La phase « lyrique épique » est représentée par Ara mâ urîd (« Je vois ce que je veux ») en 1990 et Ahada ‘ashara aawkabann (« Onze astres sur l’épilogue andalou ») en 1992. Darwich renoue avec les pièces longues, fortement marquées par les grandes expériences tragiques de l’humanité (les invasions mongoles, la guerre de Troie, la perte de l’Andalousie, le génocide des nations indiennes), et s’interroge sur la place du Palestinien dans le monde. C’est alors certainement l’étape où lyrisme intimiste et lyrisme épique sont pleinement réconciliés chez le poète qui chante la douleur née du tiraillement du Palestinien entre son image imposée de héros-victime et celle de l’homme aspirant à une vie banale et simple, semblable à celle de tous les êtres.

La dernière phase, enfin, est dite des « thèmes indépendants ». En 1995, Darwich publie Limâza tarakta al-Hisâna wahîdann ? (« Pourquoi as-tu laissé le cheval à sa solitude ? »), une autobiographie doublée d’une « biographie » des lieux. Ce recueil sera suivi en 1999 de Sarîr al-gharîba (« Le Lit de l’étrangère ») entièrement consacré aux poèmes d’amour et « à l’exil de la femme dans l’homme et de l’homme dans la femme ». Comme si l’Histoire délivrait enfin le poète de l’image de héros et l’autorisait à intégrer la normalité quotidienne.

On peut intégrer dans la même étape deux autres recueils, répondant l’un à une exigence intime, l’autre aux conditions dans les territoires occupés. Ainsi, Murale, long poème de plus de mille vers, consigne les méditations de Darwich sur la mort, avec un riche référent symbolique, mythologique et historique, pour dire les tensions de l’existence humaine, le refus du néant et le rôle de la poésie et des arts. Le poème s’inspire de l’expérience vécue du poète qui venait de subir une très délicate opération chirurgicale en 1998.

Convaincu de l’exceptionnelle richesse rythmique de la prosodie classique ainsi que de ses fécondes potentialités, Darwich s’attache surtout à fondre les anciennes unités de mesure dans des tonalités plus fluides et des cadences moins répétitives. Déjà expérimentée dans Le Lit de l’étrangère, cette démarche dote les deux recueils suivants, Ne t’excuse pas (2004) et Comme les fleurs d’amandiers ou plus loin (2005), d’une profonde originalité. Cette recherche esthétique de Darwich atteint au sommet dans ces deux derniers livres, En présence de l’absence (2006), et La Trace du papillon (2008).

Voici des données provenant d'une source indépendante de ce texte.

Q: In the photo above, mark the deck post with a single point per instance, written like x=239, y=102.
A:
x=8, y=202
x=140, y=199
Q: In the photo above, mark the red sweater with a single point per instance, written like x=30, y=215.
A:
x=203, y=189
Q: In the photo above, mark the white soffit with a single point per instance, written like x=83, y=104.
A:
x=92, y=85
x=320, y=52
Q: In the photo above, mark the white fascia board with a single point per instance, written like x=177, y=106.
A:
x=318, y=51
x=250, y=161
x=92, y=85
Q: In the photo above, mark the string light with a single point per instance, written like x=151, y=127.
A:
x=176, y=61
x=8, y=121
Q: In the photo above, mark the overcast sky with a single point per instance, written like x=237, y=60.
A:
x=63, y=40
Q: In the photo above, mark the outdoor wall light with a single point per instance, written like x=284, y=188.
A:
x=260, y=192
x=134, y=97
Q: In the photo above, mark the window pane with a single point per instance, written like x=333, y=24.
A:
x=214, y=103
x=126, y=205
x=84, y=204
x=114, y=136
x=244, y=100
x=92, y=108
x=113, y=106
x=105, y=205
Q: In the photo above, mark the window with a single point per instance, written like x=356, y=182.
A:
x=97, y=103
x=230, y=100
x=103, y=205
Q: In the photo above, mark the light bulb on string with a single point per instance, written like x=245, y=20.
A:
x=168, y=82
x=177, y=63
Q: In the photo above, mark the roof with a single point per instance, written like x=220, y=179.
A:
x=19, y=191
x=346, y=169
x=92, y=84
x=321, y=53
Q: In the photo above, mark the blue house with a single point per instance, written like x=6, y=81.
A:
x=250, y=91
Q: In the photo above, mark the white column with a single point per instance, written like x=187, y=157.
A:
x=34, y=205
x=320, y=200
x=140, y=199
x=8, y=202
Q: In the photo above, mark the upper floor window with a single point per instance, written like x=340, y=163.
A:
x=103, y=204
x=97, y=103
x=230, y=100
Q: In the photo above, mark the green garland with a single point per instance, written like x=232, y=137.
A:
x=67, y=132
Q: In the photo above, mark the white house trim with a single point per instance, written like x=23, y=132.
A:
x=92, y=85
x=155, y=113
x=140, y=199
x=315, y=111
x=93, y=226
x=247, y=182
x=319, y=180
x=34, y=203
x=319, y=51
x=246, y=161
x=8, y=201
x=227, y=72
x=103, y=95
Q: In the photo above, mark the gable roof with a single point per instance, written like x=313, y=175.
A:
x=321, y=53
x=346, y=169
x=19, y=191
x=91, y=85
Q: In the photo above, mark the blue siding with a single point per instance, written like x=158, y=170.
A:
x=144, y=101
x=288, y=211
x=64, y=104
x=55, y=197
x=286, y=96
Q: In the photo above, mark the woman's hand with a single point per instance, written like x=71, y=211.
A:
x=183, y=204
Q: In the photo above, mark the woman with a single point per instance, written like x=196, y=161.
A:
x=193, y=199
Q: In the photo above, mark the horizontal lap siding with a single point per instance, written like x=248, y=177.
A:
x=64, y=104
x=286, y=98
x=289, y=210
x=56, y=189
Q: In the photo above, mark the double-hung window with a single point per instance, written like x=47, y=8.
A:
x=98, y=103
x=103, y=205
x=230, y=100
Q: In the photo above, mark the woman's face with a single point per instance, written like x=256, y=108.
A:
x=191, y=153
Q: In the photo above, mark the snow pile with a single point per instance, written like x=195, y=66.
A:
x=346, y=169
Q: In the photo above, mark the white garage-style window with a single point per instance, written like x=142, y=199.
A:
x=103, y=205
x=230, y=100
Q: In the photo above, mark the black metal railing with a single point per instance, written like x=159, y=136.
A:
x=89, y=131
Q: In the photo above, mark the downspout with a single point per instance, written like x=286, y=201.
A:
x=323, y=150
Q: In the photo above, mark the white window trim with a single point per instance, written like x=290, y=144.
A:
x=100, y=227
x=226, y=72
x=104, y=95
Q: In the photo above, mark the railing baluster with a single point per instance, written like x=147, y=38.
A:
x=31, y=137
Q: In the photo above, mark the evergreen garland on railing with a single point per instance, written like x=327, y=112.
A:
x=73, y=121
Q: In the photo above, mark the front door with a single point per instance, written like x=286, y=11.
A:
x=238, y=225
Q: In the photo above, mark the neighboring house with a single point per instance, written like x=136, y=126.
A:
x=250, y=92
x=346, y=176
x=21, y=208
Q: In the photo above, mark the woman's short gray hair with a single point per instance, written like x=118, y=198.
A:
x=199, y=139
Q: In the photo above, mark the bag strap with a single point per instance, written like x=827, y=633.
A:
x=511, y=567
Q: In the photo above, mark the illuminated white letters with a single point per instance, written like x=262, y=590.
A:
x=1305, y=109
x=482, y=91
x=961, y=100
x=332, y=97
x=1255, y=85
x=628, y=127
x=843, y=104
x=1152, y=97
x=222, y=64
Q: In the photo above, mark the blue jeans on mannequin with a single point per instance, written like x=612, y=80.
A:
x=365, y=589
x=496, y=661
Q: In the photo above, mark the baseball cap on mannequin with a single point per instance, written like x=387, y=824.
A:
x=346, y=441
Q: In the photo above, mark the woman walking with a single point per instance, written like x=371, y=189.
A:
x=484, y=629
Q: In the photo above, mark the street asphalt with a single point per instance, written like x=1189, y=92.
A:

À côté de ses œuvres poétiques (vingt-trois publiées), Darwich écrivait des chroniques littéraires et culturelles depuis son travail à la direction des journaux Al-Ittihad et Al-Jadid en Palestine occupée, de Chou’oun filistinyah à Beyrouth dans les années 1970, ou à la tête de la revue culturelle trimestrielle Al-Karmel qu’il avait fondée en 1981 à Beyrouth. Ses chroniques ont été regroupées en huit livres, dont le plus connu est La Mémoire de l’oubli. Darwich y relate dans de menus détails la vie à Beyrouth assiégée par l’armée israélienne. Un style époustouflant par sa simplicité, sa pénétration et sa charge poétique.